Office of Student Life

Disability Services

High honor bestowed on director for disability services

This article originally appeared in the August 17, 1998 edition of The Lantern.

By Alice Churchill

Lantern staff writer

Ann Yurcisin, director for the Office for Disability Services at Ohio State, said she never imagined she would be doing what she’s doing today. She recently received the highest honor awarded in her profession.

The Association on Higher Education and Disability awarded Yurcisin the 1998 Ronald E. Blosser Dedicated Service Award last month.

“I’m still stunned by it. It’s even hard to talk about because it’s so special,” Yurcisin said.

Yurcisin said she fell into her career by chance. Her undergraduate education was in social science secondary education, but after college she was asked to develop a preschool for developmentally disabled children.

“I was young,” she said. “If you asked me to do that now, I would say, ‘No way! I’m not qualified to do that,” she said.

Her graduate degree is in rehabilitation. She said the field was new in the early ‘70s, but she took the opportunities that came along.

Then, the focus was all on architectural access, she said.

“but it’s more than just wheelchairs and ramps,” Yurcisin said. “There are a lot of invisible needs.”

Fourteen-hundred OSU students with disabilities receive assistance from the Office For Disability Services, located in Pomerene Hall.

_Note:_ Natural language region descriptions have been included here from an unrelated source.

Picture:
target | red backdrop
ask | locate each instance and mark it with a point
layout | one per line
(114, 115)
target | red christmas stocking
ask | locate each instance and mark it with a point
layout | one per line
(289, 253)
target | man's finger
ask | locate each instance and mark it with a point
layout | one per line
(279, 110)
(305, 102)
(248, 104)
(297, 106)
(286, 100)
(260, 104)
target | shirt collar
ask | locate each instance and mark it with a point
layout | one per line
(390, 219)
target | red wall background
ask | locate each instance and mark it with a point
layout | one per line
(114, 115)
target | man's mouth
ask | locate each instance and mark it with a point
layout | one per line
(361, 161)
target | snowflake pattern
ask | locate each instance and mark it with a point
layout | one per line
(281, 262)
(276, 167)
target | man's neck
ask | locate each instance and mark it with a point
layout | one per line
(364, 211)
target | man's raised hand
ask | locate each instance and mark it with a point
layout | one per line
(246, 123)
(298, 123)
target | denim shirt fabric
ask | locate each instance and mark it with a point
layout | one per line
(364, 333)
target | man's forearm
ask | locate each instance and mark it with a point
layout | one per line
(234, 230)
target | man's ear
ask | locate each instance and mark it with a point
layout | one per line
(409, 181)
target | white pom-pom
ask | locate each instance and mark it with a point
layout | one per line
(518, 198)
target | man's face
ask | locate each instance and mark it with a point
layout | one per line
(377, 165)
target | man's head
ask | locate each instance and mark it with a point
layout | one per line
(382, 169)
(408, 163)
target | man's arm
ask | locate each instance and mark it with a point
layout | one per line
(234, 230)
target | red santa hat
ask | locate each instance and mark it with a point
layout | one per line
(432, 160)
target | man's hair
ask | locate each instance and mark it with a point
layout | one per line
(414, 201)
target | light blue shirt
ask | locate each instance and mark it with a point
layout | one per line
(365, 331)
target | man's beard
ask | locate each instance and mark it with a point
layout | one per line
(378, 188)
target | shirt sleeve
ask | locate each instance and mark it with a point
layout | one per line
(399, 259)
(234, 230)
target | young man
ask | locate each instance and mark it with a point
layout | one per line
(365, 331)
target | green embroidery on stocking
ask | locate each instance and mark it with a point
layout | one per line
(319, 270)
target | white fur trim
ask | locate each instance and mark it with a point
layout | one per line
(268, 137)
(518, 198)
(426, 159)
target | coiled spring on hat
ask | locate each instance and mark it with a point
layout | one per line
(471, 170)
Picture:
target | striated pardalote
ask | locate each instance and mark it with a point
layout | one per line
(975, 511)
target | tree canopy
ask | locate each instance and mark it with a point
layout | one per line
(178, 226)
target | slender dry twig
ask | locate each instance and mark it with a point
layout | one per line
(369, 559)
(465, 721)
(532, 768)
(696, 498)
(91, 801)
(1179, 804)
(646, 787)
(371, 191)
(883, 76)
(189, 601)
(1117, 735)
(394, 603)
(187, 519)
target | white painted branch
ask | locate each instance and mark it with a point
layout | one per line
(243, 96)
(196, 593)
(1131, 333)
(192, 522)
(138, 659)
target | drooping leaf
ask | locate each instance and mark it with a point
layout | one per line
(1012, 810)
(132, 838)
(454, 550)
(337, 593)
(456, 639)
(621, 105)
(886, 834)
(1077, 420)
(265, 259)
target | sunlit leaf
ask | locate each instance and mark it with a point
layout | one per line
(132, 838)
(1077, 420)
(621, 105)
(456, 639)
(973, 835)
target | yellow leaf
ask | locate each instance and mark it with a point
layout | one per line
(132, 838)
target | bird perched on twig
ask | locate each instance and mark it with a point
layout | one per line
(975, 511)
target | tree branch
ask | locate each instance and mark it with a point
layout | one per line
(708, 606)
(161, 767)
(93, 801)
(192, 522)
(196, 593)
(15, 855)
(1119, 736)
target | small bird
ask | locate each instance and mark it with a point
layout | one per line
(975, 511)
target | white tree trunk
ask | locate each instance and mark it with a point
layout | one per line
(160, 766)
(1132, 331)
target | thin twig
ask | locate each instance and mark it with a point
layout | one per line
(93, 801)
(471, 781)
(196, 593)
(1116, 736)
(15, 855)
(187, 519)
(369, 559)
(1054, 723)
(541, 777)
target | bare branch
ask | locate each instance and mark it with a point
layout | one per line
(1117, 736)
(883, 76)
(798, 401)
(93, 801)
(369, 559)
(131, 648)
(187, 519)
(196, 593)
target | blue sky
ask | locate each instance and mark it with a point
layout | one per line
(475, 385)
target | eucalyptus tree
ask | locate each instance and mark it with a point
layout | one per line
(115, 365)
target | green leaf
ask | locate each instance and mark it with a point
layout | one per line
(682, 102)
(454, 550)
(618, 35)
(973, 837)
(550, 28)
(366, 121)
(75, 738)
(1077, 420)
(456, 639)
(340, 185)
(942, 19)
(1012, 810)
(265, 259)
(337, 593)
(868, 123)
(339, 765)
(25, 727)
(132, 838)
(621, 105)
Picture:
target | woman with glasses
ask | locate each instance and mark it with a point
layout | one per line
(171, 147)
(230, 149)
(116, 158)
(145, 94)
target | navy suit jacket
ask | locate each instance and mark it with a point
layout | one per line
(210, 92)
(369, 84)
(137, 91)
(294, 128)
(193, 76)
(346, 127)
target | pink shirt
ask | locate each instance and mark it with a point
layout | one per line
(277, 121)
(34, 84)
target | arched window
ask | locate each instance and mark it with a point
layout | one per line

Students with mobility, visual and hearing impairments, as well as learning and other disabilities, meet with counselors to assess their needs and receive appropriate services. 

Yurcisin has worked at OSU for about two years, but her experience in the field of rehabilitation goes back over 20 years. She has served in the association represents about 2,000 members from universities around the world. It seeks to provide resources for improving higher education for persons with disabilities.

Association President-Elect, Ward Newmeyer, said he has known Yurcisin since the late ‘80s. He characterized her as a great problem-solver because she is a good listener.

“I am very fond of her personally and enjoy her friendship,” he said. “She is the sort of person people feel free to talk to.”

The executive Vice President of the association, Ed Suddath, said Yurcisin is “very deserving as a result of the roles she has played… and her continued willingness to serve.”